Mr. Burnham said he accomplished his goals as treasurer. Those related to the pension fund include:
Proposing a bill, now law, that prohibits candidates for treasurer from accepting campaign contribution from organizations doing business with the treasurer's office.
Improving the performance of the pension fund by eliminating poor performing managers, indexing 70% of the fund and instituting performance-based fees.
According to Mr. Burnham, in the years before his tenure, Connecticut's pension fund was anchored to the bottom percentile in performance when measured against its peer group. The fund has ranked in the 13th percentile quarterly since the restructuring, he claims.
Still there are holes at the pension fund that need plugging.
Connecticut has had no CIO since Gary Carter resigned last year. Mr. Burnham said he is interviewing CIO candidates.
"Part of the problem .*.*. is we pay $103,000," said Mr. Burnham. "The best and the brightest will go to states that pay the most. I would like to pay a CIO $250,000."
Mr. Burnham has no qualms about leaving before the CIO selection because the state's investment advisory committee has to approve the selection.
There also is the issue of the annual audit of the treasury. An official in the state auditor's office acknowledged that a draft report questions the lack of a contract between the treasury and Morgan Stanley & Co. Inc., New York, when the firm did an expensive principal trade to restructure the pension fund.
Mr. Burnham defends the arrangement, saying trades never required a contract.
"We certainly recognize it has been political, and if they want to kick it around, that is their prerogative," said Mr. Burnham. "We are going to agree to disagree."

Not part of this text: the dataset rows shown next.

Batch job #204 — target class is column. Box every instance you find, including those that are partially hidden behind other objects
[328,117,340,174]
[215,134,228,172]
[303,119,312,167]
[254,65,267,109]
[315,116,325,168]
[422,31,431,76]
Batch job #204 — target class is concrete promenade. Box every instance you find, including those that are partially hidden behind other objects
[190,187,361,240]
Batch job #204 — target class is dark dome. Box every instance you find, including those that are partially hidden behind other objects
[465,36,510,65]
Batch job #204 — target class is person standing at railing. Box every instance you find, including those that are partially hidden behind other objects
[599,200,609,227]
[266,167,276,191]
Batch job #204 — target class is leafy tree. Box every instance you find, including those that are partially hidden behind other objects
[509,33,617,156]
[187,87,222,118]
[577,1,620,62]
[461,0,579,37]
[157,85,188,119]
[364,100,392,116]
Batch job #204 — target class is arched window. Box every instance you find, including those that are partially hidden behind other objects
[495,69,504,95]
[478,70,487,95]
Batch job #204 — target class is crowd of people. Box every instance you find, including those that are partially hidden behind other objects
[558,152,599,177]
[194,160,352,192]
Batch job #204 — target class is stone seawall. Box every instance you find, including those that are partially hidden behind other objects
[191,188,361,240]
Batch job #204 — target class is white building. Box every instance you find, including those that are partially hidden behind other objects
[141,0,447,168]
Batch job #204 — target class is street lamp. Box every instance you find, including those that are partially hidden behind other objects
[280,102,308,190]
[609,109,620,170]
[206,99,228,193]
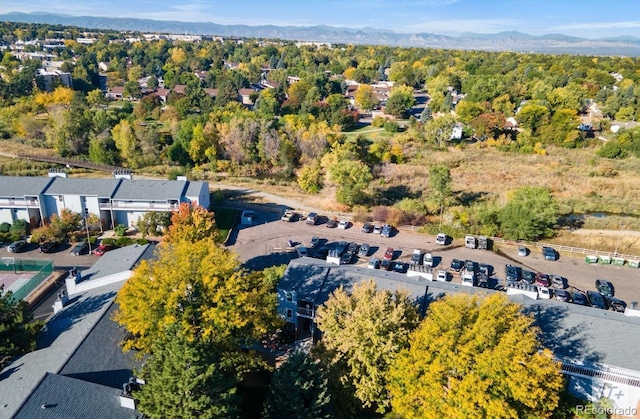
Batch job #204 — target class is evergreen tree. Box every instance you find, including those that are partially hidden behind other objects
[133,330,237,419]
[264,352,333,419]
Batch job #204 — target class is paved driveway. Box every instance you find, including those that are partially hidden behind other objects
[229,213,640,304]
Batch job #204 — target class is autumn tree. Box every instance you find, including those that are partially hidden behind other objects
[165,202,218,243]
[134,331,238,419]
[116,240,278,356]
[0,286,43,369]
[498,186,559,240]
[317,281,418,413]
[388,294,563,419]
[263,352,334,419]
[355,84,378,112]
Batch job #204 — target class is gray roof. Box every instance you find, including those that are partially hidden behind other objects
[44,177,120,198]
[81,244,155,282]
[0,281,124,418]
[60,303,142,389]
[184,182,208,196]
[0,176,53,198]
[112,179,187,201]
[278,258,640,371]
[15,373,142,419]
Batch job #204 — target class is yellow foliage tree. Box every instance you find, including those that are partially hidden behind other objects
[115,240,278,353]
[165,202,218,243]
[388,294,563,419]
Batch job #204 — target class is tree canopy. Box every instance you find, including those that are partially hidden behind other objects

Mr. Burnham will be responsible for strategic planning, market development and administration at Columbus Circle, said a spokesman for the firm. He was an attractive candidate because of his experience as treasurer, said the spokesman.
"Clearly, I think they recognized someone with leadership and vision to help a company that has lost assets," said Mr. Burnham. "I would expect to develop a mission statement and a one-, three-, and five-year plan."
"I intend to take a hold of strategic planning and the administration of Columbus Circle."